La
vita a due anche è di piccoli screzi, crucci, piccole pene, lacrime
talvolta, di cui l'altro finisce col chiedere scusa o perdono, spesso
non avendone responsabilità, ché torni l'armonia. Oppure sa di
dover prendere, e subito, su sé ciò che vero turba l'altro, perché
la pena condivisa sempre scema, un po' almeno, e dà a chi ne avuto
per primo angoscia, maggior sicurezza di superamento!
E
col Dio? C'è un rapporto d'amore particolare. Quando si fa vero
armonico? Intanto si finisce col dirgli tutto. Già raccontare di sé
rasserena, ma a un certo punto la preghiera diventa vero colloquio,
convinti che l'altro da noi abbia su sé preso ogni pena, le antiche,
forse le più pesanti, anche, da far ricordo, vecchio o novello,
d'angoscia!
Quando
accade, si ci convince che non c'è dono più grande da parte di Dio
che permettere di sentirsi come un cristo abbandonato, ma allo stesso
tempo avvertirlo soccorrere l'io bisognoso, l'io richiedente forse solo l'appena
per la propria sopravvivenza.
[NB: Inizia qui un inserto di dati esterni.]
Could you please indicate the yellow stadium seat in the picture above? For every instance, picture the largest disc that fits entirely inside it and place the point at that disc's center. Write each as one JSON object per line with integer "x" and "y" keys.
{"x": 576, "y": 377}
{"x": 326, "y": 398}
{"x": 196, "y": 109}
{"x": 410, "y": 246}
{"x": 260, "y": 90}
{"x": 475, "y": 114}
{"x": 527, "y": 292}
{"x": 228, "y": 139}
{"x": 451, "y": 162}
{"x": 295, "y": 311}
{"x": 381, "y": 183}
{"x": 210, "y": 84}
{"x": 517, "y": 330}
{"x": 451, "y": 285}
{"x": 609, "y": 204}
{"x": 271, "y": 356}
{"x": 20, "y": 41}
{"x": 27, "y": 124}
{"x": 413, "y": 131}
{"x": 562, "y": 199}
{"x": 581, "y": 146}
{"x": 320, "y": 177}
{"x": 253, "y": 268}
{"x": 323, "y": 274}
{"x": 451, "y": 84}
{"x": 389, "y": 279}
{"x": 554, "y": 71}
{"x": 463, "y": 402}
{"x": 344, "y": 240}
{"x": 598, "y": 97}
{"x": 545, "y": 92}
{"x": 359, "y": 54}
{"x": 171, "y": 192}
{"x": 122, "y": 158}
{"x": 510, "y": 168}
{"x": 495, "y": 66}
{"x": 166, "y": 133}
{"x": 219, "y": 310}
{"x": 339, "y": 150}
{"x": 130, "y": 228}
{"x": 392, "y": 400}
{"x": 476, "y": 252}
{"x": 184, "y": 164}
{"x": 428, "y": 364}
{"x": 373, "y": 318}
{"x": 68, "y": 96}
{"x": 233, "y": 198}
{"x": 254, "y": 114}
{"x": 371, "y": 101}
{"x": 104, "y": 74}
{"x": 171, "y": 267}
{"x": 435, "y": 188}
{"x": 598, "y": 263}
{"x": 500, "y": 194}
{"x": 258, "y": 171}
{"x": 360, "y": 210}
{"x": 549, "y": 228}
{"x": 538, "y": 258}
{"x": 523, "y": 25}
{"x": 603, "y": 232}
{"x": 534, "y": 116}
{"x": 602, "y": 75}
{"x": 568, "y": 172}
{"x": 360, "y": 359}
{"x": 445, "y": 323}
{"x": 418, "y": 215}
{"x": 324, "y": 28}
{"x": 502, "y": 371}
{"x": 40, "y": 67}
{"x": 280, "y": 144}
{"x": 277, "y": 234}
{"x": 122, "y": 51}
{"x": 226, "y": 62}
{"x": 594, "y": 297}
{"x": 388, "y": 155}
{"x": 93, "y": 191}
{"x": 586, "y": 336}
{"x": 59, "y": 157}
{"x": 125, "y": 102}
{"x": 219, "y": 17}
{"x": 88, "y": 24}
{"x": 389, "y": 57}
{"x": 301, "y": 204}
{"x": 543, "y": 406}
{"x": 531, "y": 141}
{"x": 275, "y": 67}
Ma più ancora riconoscerlo come chi lo
soddisfa nella più pregnante delle sue richieste, il bisogno di
attenzione, d'amore! Consapevolezza che può avvenire appunto, con la
preghiera quale l'età. Ma quale preghiera? La
preghiera, cose raccontate dal cuore, deve farsi colloquio, cioè
convinzione che non solo si è ascoltati, ma che vi sia risposta,
sebbene l'attenzione stessa al proprio di dentro, malamente espresso,
sempre balbettato, lo sia già. Ma deve diventare soprattutto
offerta, Io t'offro, o Dio sconosciuto, la
pochezza, l'insufficienza, il bisogno miei! Ed esser certi che chi
ascolta li avvertirà come proprie carenze, come sue necessità, come
sue urgenze!
Come a me è accaduto da
farmi meraviglia? Spero di saperlo raccontare! Ma tutto riassumo in
questo,
Occorre
pregare, la fede verrà! Lo diceva d'Alembert per
la
matematica! Se ben ricordo, Allez en avant la fois vous viendra!
Io
pregavo nella mia solitudine, anche più non credendo, ed ero non più
che bambino! Dubitavo dell'ascolto pure di mio fratello, angelo
appena dipartito, parlando nostra madre alla sua tomba. Ma poi
lacrimoso me ne stavo rassegnato e confortato un po' dalle mie stesse
lacrime! Poi nella vita, trascorsa a difendere la mia poca fede,
continuavo a pregare come l'avessi grande! Ma ho finito davvero per
averla, anzitutto convinto d'ascolto. Dicevo e dico dalla mia
debolezza, dalla mia insufficienza, dal mio bisogno d'amore e so che
ho ascolto! Mi sono convinto, ché già accade nell'amore tra due,
far proprie le pene dell'altro, che quel qualcuno del cielo li abbia
fatti propri. È diventato me, uno che ha sete e nessuno acqua gli
dà, fame e nessuno l'estingue, vorrebbe ristoro e nessuna tregua gli
permettono, conforto e nessuno gli offre pace, bisogno d'amore e gli
sembra sempre d'averne carenza, poco parendogli il donato tanta la
sete! Sì, c'è Cristo, sta disteso sulla croce novella, che è la
mia vita tutta e mi dice, Io sono te! Sì, l'avverto aver lo stesso
mio affanno nel cuore. Lo ha da sempre! E non potermi distinguere da
lui a un tempo mi conforta e mi aiuta nel superamento dell'angoscia
che fin qui è durata! E credetemi, non v'è dolcezza d'amore più
grande che avvertite il Cristo condividere la propria angoscia!